Kahverengi saçlı, uzun boylu kız parmaklarını şaklattı. Diğerlerinden öne gelerek boğazını temizledi. Öksürmesine gerek yoktu aslında dikkat çekmek için. Zaten ona bakıyorduk.

"Ben Yer Altı Krallığının Veliaht Prensesi Adeline. Yanımda gördüğün siyah saçlı ise Cadı imparatorluğunun Veliaht prensesi Caroline."

Lexa göz kırpıp gülümsedi. Diğerlerine nazaran daha içtendi. 'Ben ve Dıana ile zaten tanışıyor.'

Dıana da aynı çocuk gibi gülümseyip koluna girdi Lexa'nın.
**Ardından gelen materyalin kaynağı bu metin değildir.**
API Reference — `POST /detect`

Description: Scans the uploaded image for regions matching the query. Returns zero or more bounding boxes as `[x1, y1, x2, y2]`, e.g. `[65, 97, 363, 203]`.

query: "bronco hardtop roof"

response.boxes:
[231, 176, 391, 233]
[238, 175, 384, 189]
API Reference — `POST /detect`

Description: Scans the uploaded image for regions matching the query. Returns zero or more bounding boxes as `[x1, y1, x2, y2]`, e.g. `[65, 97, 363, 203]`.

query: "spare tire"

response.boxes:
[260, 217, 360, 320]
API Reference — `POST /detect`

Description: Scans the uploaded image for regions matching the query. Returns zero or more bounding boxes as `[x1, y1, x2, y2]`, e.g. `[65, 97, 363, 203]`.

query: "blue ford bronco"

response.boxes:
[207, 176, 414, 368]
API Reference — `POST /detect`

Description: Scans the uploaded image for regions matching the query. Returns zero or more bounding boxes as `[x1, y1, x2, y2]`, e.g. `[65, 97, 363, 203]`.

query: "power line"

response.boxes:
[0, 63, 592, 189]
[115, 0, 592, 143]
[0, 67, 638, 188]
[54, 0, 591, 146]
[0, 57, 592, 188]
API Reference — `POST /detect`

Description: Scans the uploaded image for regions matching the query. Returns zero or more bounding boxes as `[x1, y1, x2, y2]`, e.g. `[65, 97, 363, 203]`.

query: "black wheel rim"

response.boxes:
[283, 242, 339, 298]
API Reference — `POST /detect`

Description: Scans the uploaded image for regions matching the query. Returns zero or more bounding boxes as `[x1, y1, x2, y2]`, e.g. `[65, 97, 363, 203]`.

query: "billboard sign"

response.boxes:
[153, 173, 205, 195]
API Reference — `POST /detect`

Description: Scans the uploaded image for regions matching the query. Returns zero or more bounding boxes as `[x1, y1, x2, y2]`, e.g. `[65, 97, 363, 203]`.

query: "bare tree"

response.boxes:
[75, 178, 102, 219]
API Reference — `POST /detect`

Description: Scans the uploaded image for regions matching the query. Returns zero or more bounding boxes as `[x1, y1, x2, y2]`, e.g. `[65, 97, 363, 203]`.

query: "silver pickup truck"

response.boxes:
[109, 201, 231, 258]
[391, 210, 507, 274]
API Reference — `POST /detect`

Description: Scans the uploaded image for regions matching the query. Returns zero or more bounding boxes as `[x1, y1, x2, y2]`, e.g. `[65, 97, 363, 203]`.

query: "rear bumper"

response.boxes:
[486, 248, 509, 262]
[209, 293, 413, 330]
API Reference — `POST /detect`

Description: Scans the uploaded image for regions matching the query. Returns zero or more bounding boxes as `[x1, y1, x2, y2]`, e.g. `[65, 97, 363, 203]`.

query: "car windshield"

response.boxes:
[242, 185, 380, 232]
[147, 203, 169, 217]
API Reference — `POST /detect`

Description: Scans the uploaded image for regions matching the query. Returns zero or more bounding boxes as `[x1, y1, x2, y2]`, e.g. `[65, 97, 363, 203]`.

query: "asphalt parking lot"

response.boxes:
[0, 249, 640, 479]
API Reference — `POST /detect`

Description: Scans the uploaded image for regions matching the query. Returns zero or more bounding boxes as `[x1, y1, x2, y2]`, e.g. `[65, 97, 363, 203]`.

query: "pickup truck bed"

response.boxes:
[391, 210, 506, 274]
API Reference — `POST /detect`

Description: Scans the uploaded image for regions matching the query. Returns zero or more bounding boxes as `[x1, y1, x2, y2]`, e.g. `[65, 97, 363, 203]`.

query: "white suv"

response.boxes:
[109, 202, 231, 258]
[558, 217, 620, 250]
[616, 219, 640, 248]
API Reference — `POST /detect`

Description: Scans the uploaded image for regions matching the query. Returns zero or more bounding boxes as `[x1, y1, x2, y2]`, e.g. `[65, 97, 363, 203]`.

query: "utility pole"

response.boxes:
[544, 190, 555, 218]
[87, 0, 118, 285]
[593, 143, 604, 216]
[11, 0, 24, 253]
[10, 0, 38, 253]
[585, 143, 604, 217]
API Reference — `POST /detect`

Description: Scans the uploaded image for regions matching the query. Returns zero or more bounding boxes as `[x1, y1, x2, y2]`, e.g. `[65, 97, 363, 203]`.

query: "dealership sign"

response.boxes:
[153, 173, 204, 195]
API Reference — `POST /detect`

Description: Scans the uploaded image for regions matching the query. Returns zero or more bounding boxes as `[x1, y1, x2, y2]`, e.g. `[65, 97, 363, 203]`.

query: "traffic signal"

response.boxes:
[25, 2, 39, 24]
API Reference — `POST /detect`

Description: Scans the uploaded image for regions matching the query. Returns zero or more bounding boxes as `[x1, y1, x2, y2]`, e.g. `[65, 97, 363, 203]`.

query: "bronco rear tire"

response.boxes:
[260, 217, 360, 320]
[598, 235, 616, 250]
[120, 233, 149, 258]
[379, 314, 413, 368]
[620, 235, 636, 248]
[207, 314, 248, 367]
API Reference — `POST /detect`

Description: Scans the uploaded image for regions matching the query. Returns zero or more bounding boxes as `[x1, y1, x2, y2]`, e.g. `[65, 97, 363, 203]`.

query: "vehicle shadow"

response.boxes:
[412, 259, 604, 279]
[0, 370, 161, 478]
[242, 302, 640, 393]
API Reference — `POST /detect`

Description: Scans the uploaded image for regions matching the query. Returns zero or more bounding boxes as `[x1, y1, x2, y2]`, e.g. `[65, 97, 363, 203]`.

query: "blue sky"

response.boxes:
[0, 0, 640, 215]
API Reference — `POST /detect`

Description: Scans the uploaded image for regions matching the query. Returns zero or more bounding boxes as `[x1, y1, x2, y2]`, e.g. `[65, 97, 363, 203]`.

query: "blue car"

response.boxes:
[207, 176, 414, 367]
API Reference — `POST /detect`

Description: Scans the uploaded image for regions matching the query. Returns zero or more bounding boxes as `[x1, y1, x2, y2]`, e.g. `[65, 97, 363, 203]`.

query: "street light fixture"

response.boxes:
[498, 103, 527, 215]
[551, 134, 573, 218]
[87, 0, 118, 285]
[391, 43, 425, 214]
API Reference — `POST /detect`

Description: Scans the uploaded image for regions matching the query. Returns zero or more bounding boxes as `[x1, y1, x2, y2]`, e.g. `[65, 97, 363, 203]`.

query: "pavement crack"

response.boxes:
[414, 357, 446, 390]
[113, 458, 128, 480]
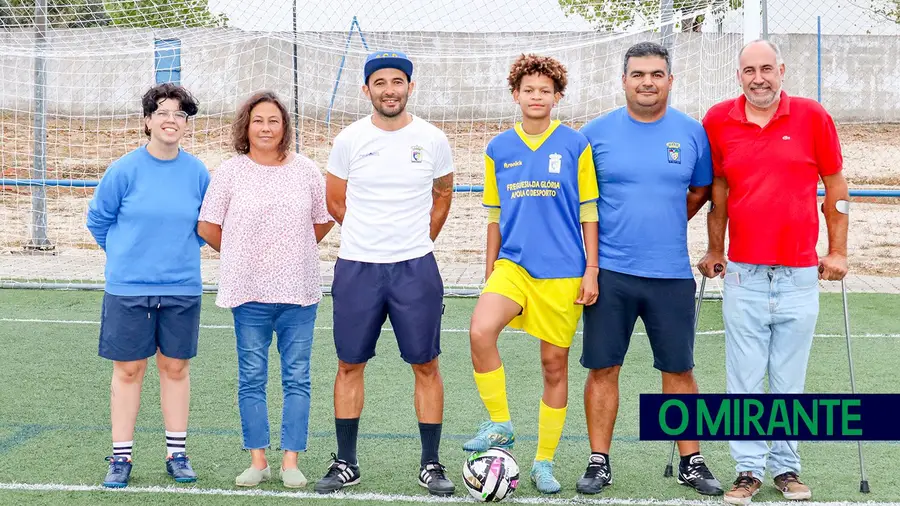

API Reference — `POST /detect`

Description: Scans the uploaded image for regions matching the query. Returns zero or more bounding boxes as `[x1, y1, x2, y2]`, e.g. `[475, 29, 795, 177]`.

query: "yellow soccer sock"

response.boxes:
[474, 364, 510, 423]
[534, 399, 566, 460]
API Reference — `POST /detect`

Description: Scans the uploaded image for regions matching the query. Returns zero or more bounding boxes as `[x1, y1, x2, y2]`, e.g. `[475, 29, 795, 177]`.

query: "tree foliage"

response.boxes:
[0, 0, 228, 28]
[104, 0, 228, 28]
[558, 0, 740, 32]
[872, 0, 900, 23]
[0, 0, 110, 29]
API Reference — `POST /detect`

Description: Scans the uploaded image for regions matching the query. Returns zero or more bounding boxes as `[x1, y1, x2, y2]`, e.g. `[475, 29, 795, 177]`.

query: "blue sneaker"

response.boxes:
[463, 422, 516, 452]
[103, 457, 131, 488]
[531, 460, 561, 494]
[166, 452, 197, 483]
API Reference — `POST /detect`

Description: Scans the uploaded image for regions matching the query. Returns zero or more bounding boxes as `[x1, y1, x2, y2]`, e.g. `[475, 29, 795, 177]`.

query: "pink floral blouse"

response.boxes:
[200, 154, 332, 308]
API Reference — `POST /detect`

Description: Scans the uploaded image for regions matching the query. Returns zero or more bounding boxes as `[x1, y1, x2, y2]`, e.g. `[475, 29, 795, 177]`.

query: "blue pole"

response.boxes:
[325, 16, 356, 124]
[816, 16, 822, 104]
[351, 16, 369, 51]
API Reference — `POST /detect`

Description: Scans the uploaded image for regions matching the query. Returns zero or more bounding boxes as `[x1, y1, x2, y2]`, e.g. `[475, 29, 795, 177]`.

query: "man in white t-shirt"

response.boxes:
[315, 51, 455, 496]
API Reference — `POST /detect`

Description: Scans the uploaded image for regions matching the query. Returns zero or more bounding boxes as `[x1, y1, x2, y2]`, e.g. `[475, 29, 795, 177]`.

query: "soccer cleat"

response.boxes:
[419, 462, 456, 496]
[531, 460, 562, 494]
[463, 422, 516, 452]
[315, 453, 361, 494]
[676, 455, 724, 495]
[575, 455, 612, 494]
[775, 471, 812, 501]
[103, 457, 131, 488]
[166, 452, 197, 483]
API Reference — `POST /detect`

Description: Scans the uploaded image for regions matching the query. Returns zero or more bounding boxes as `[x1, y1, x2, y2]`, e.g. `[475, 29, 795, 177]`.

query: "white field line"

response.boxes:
[0, 318, 900, 338]
[0, 483, 900, 506]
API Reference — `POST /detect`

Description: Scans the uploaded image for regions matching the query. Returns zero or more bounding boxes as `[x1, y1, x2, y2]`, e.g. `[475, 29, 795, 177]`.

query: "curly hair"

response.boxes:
[231, 90, 294, 160]
[507, 54, 569, 95]
[141, 83, 200, 137]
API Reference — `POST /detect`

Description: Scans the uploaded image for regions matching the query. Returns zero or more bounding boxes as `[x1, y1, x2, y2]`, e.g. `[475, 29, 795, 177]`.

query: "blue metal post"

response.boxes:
[325, 16, 369, 124]
[816, 16, 822, 104]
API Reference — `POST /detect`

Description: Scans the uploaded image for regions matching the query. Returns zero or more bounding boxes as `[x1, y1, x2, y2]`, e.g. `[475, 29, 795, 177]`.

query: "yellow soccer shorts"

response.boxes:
[482, 259, 584, 348]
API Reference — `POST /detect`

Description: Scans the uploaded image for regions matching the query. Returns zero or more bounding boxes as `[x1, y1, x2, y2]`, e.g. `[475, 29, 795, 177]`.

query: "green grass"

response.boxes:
[0, 290, 900, 505]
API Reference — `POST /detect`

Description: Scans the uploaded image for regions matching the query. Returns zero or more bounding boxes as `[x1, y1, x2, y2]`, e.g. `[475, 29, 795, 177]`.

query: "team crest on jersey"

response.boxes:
[547, 153, 562, 174]
[409, 146, 425, 163]
[666, 142, 681, 163]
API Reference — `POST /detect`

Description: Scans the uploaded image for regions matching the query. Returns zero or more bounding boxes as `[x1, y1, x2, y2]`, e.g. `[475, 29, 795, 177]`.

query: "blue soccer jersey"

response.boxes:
[581, 107, 713, 279]
[483, 120, 598, 279]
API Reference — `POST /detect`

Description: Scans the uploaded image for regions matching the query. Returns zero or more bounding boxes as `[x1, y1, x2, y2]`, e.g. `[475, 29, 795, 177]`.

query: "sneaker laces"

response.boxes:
[734, 474, 756, 491]
[171, 455, 188, 470]
[106, 457, 128, 474]
[424, 462, 447, 480]
[781, 471, 803, 485]
[534, 461, 553, 481]
[584, 461, 609, 480]
[325, 453, 350, 478]
[475, 422, 494, 437]
[685, 462, 715, 480]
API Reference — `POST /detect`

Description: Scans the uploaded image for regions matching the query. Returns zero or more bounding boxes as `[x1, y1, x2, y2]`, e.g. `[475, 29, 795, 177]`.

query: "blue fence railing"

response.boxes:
[0, 179, 900, 198]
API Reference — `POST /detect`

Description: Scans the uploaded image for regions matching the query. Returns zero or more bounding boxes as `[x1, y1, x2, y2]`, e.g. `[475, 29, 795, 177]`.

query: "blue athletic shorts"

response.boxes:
[581, 269, 697, 373]
[99, 293, 200, 362]
[331, 253, 444, 364]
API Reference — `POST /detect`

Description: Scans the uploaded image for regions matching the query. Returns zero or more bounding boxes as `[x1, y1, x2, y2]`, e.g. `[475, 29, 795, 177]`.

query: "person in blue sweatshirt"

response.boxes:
[87, 83, 210, 488]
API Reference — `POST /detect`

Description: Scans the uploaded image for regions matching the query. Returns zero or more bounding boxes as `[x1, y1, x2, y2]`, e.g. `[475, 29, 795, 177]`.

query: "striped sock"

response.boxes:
[166, 431, 187, 458]
[113, 441, 134, 460]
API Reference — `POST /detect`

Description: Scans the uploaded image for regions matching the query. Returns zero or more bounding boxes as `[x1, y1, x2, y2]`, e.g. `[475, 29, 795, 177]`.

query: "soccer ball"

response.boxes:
[463, 447, 519, 502]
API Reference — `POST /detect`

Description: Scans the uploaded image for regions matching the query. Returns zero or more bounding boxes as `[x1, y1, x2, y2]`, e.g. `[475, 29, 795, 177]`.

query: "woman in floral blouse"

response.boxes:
[198, 91, 334, 488]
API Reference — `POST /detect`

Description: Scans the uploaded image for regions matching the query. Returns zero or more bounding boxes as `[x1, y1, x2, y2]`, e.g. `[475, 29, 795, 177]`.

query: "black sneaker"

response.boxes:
[575, 455, 612, 494]
[315, 453, 360, 494]
[419, 462, 456, 496]
[677, 455, 724, 495]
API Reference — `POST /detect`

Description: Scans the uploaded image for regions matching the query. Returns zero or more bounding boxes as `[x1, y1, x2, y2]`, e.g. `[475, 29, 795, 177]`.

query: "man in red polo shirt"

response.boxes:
[698, 37, 849, 505]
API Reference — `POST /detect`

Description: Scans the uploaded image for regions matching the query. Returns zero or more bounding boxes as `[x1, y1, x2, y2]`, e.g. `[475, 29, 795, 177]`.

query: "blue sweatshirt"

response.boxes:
[87, 146, 209, 296]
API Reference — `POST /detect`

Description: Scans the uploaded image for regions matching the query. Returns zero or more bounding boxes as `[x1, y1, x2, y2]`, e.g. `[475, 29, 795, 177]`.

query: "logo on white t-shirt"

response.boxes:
[548, 153, 562, 174]
[409, 146, 424, 163]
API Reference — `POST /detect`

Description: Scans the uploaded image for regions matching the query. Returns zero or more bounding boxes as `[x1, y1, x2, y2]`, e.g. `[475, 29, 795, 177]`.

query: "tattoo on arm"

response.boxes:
[431, 172, 453, 198]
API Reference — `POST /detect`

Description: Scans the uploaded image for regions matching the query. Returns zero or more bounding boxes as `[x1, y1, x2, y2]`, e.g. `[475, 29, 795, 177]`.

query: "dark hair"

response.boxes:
[507, 54, 569, 95]
[231, 90, 294, 160]
[141, 83, 199, 137]
[622, 42, 672, 74]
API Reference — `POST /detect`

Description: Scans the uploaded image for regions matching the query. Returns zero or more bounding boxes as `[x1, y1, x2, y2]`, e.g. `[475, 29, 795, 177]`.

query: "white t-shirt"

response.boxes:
[328, 115, 453, 263]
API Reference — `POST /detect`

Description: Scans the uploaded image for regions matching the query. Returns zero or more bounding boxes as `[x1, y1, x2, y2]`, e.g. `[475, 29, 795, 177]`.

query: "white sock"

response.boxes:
[166, 431, 187, 457]
[113, 441, 134, 460]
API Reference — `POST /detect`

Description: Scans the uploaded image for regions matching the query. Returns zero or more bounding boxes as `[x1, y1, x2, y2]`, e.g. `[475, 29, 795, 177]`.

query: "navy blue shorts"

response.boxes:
[331, 253, 444, 364]
[100, 292, 200, 362]
[581, 269, 697, 373]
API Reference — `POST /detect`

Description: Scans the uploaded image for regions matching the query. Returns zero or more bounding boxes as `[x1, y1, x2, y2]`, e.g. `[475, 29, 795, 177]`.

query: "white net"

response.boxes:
[0, 0, 900, 291]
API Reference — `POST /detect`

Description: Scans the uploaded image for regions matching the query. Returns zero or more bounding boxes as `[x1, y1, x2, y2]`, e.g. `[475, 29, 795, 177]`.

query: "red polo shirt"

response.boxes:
[703, 91, 843, 267]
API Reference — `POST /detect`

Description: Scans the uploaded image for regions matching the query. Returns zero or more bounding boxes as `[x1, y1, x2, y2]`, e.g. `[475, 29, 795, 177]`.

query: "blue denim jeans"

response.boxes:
[722, 262, 819, 480]
[231, 302, 318, 452]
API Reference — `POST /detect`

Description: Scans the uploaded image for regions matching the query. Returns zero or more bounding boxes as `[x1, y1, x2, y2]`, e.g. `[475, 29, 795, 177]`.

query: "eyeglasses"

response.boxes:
[153, 109, 187, 121]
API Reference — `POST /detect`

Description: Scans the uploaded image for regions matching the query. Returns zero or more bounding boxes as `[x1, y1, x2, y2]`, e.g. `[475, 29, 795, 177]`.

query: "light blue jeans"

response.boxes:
[231, 302, 318, 452]
[722, 262, 819, 480]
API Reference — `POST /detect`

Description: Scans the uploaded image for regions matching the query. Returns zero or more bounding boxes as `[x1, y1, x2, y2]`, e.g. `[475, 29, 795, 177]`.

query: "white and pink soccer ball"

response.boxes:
[463, 447, 519, 502]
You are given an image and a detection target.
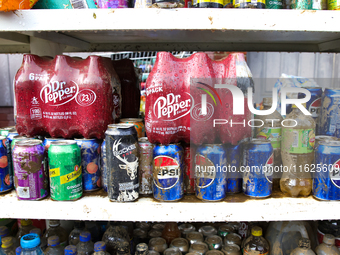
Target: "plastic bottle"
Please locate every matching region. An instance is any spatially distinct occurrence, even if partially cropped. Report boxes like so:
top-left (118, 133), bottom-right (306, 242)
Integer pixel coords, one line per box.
top-left (77, 231), bottom-right (94, 255)
top-left (20, 233), bottom-right (44, 255)
top-left (68, 221), bottom-right (86, 245)
top-left (280, 104), bottom-right (315, 197)
top-left (44, 220), bottom-right (68, 247)
top-left (64, 245), bottom-right (77, 255)
top-left (290, 238), bottom-right (316, 255)
top-left (243, 226), bottom-right (269, 255)
top-left (16, 220), bottom-right (35, 240)
top-left (315, 234), bottom-right (340, 255)
top-left (44, 236), bottom-right (64, 255)
top-left (94, 241), bottom-right (110, 255)
top-left (1, 236), bottom-right (16, 255)
top-left (30, 228), bottom-right (47, 251)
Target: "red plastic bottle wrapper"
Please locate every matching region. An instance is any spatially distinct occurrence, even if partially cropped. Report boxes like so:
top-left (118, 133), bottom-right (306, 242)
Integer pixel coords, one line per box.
top-left (14, 55), bottom-right (121, 139)
top-left (145, 52), bottom-right (253, 145)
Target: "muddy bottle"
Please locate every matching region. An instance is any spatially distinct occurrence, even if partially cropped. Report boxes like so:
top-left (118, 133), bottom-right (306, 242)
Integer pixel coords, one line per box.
top-left (44, 220), bottom-right (68, 247)
top-left (68, 221), bottom-right (86, 245)
top-left (315, 234), bottom-right (340, 255)
top-left (16, 220), bottom-right (35, 240)
top-left (77, 231), bottom-right (94, 255)
top-left (280, 104), bottom-right (315, 197)
top-left (162, 222), bottom-right (181, 245)
top-left (243, 226), bottom-right (269, 255)
top-left (290, 238), bottom-right (315, 255)
top-left (44, 236), bottom-right (64, 255)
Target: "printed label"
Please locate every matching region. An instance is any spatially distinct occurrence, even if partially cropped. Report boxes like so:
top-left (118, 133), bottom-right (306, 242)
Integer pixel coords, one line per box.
top-left (256, 127), bottom-right (282, 149)
top-left (153, 156), bottom-right (181, 189)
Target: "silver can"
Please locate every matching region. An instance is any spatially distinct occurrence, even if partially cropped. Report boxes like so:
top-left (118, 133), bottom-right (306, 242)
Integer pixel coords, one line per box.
top-left (170, 238), bottom-right (189, 253)
top-left (138, 137), bottom-right (153, 195)
top-left (205, 235), bottom-right (223, 250)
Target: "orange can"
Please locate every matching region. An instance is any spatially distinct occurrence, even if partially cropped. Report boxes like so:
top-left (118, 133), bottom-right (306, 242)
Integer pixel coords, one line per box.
top-left (120, 118), bottom-right (145, 138)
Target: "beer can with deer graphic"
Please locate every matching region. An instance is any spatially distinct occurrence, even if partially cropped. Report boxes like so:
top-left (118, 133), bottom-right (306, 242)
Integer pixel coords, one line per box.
top-left (105, 123), bottom-right (139, 202)
top-left (74, 138), bottom-right (101, 191)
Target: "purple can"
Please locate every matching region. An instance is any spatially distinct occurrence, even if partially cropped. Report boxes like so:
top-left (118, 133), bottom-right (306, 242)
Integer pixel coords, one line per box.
top-left (97, 0), bottom-right (129, 9)
top-left (12, 140), bottom-right (48, 200)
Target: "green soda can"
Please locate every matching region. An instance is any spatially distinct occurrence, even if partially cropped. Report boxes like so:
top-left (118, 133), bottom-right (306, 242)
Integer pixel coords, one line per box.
top-left (48, 140), bottom-right (83, 201)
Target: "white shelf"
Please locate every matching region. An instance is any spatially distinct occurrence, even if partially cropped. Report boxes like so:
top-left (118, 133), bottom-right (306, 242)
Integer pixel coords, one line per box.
top-left (0, 9), bottom-right (340, 52)
top-left (0, 191), bottom-right (339, 222)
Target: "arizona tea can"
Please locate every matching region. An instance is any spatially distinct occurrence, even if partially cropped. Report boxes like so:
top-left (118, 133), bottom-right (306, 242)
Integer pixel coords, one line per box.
top-left (74, 138), bottom-right (101, 191)
top-left (48, 140), bottom-right (83, 201)
top-left (105, 123), bottom-right (139, 202)
top-left (12, 140), bottom-right (48, 200)
top-left (138, 137), bottom-right (153, 195)
top-left (153, 144), bottom-right (184, 201)
top-left (0, 136), bottom-right (13, 193)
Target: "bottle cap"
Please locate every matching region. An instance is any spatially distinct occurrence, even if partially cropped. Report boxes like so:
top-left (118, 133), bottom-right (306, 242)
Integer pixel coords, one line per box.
top-left (79, 231), bottom-right (91, 242)
top-left (15, 246), bottom-right (21, 255)
top-left (47, 236), bottom-right (60, 247)
top-left (20, 233), bottom-right (40, 249)
top-left (64, 245), bottom-right (77, 255)
top-left (322, 234), bottom-right (335, 245)
top-left (251, 226), bottom-right (262, 236)
top-left (1, 236), bottom-right (13, 248)
top-left (0, 226), bottom-right (9, 237)
top-left (20, 220), bottom-right (32, 227)
top-left (30, 228), bottom-right (41, 236)
top-left (94, 241), bottom-right (106, 252)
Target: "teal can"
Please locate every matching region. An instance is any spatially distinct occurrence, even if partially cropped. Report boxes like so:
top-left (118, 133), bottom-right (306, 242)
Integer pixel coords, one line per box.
top-left (33, 0), bottom-right (97, 9)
Andre , Amy ve Harry'i de tanıyorum. Matt ile şimdi tanıştık zaten. Kalan yok. Her ne kadar sesi yumuşak olsa da görünüşü tam tersini söylüyordu. Bende kuzey kutbunda yaşıyorum... Hadi ama komikti!

"Biz buraya geçmiş olsuna gelmiştik ama istersen gidebiliriz?" Omuz silkip yastığıma yaslandım. Çokta umurumda ya.

"Siz, prens ve prenseslerle konuşacak bir şeyim olduğunu düşünmüyorum. Siz düşünüyor musunuz?"

Harry, dudaklarını büzüp kapıyı işaret etti. Diğerleri ona dikkat kesilirken bende ona baktım. Kabul ediyorum. Bu çocuk çok patavatsız birine benziyor. Geçen seferden aklımda kalan tabi ki..

"Bu kız çok kaba. Ben gitmek istiyorum." Gözlerini büyütüp ağzını kapattı. Ne kadar da açık sözlüsün sen ya. Dıana, kafasına vurup yaklaştı.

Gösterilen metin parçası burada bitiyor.